Written by Rachel Hunt / Photos by Dan Price Turnstyle Films
“How far back do you want to go?” chuckles Peter Jennings, one of the guitarists in Ex-Astronaut, a band that’s been through their fair share of changes since forming in 2009 as Field Trip. It’s a loaded question to begin this interview with after performing together in one iteration or another for the past 8 years, but for the current members of the band, taking a look back at where they have individually come from and where they are collectively going is one of the most important pieces that make up their sound.
Jennings grew up in the 90’s under the influence of bands like Sonic Youth, Dinosaur Jr., My Bloody Valentine, and the people he met at Cleveland DIY spaces Speak in Tongues, Fort Totally Awesome and the Tower. Chris Hoke, Ex-Astronaut vocalist and Pat Gang, a recent addition on bass, went to high school together around the same time. “We listened to Smashing Pumpkins and The Velvet Underground, that’s how I met him,” Gang says, pointing to Hoke sitting beside him on a couch in Hoke’s living room. “We were in school and both of us had the same patches on our book bags.”
An early version of Facebook connected Jennings with Hoke during his search to find a singer for the project he’d begun working on after a hiatus playing music. Originally envisioned as a two-piece in the same vein as Japandroids, Jennings quickly realized he was going to need assistance. “I can’t sing and play guitar at the same time. I always ended up being off key,” he frustratedly admits. “But, it turned out we had all of this back history together that we hadn’t ended up connecting before.”
Hoke located drummer Christopher Kochera on a group page for mopeds, a hobby they both share. By far the baby in the band, Kochera’s roots stem from the Cleveland and Youngstown hardcore and metal scene. “We got him at the right time before anyone else could. I knew how good of a drummer he is and let’s face it, that’s a tall order in Cleveland,” says Hoke. “As soon as he was available and I thought he might be into what we were doing, we tried him out and it was peas and carrots. It was peanut butter and jelly, all of that.”
There is a marked difference between the tracks found on 2012’s When We Are Free EP and their newest album, No More Bad Dreams. Where once clear-cut, jangly punk rock had dominated their songwriting, soon it was replaced by vocals buried deep in distortion and fuzzy shoegaze. “When I joined Fieldtrip it was just to sing,” Hoke remembers. “The early Fieldtrip stuff is way heavily influenced by Dinosaur Jr., in a great way, but as everything’s evolved we now have these pedal boards that are eating the band alive.”
No More Bad Dreams released this past October, has been a turning point for Ex-Astronaut in more ways than one. After many months of saving up money towards recording, they were chosen to receive a Panza Foundation grant that helped them put out the six-song LP on vinyl. Prior to it’s release they had to decide whether or not to leave Field Trip, a name that had given them grief and which no longer seemed to fit the band, behind.
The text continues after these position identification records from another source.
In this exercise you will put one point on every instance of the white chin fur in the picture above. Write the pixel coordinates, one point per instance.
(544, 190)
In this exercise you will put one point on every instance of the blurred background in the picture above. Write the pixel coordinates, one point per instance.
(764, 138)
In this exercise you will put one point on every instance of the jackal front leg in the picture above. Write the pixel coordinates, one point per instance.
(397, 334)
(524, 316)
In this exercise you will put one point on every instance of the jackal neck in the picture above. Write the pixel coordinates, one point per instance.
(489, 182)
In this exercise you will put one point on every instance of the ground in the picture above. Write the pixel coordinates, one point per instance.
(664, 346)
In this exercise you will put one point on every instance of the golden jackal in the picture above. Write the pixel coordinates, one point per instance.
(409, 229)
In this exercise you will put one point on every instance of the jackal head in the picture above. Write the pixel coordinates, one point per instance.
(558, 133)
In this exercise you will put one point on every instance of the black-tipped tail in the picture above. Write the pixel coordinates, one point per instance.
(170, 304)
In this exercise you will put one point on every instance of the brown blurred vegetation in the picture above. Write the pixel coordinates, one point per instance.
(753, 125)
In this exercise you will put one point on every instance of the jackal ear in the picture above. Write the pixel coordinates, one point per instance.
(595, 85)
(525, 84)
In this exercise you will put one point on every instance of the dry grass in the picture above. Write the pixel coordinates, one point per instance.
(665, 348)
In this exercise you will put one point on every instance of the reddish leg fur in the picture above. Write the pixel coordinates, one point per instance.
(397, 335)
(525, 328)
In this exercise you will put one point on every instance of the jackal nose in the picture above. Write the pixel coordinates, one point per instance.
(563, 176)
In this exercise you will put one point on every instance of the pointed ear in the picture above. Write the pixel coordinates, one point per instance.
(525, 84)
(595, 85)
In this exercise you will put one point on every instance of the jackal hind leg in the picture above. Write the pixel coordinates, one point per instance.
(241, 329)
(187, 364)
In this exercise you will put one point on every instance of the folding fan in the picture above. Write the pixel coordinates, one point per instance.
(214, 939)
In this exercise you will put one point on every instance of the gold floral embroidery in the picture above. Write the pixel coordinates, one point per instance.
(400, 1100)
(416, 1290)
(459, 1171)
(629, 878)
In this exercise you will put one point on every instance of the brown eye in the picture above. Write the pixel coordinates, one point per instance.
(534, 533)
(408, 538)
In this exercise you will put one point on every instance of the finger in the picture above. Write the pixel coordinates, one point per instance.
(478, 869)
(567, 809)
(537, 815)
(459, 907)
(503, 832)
Comparatively, No More Bad Dreams contains more mellow music than its predecessors. There is no rush; most songs easily meander between four and six minutes long, distinctively meditative in sound and texture. “I think it was just a natural progression of how Hoke and I write. He’s influenced me and I him. He introduced me to a lot of new stuff that kind of expanded my sonic palette or how I color my music,” states Jennings.
“I think the melding of our different backgrounds really started evolving our music to more of a cerebral, ambient sound,” he goes on. “And indeed, the songs we’re writing now are going to take that ambient stuff to another level. We’re leaving behind the straightforward indie rock. When it comes down to it you just want to try something new. You can’t play the same thing over and over again.”
“For the people who want to see us, don’t wait for us to play the next show,” Hoke urges, adding that their upcoming gigs include February 3rd at The Happy Dog with Key to the Mint and Beach Stav, as well as February 18th at Brite Winter. “We love Cleveland, there’s no doubt we wouldn’t have any of this without places like The Happy Dog, Mahall’s and The Grog, but we need other people to hear what we’re doing and the way to do that is to get out of town and give it to them. 2017: I think it’s going to be a great year for the band. We’re making a lot of big moves.”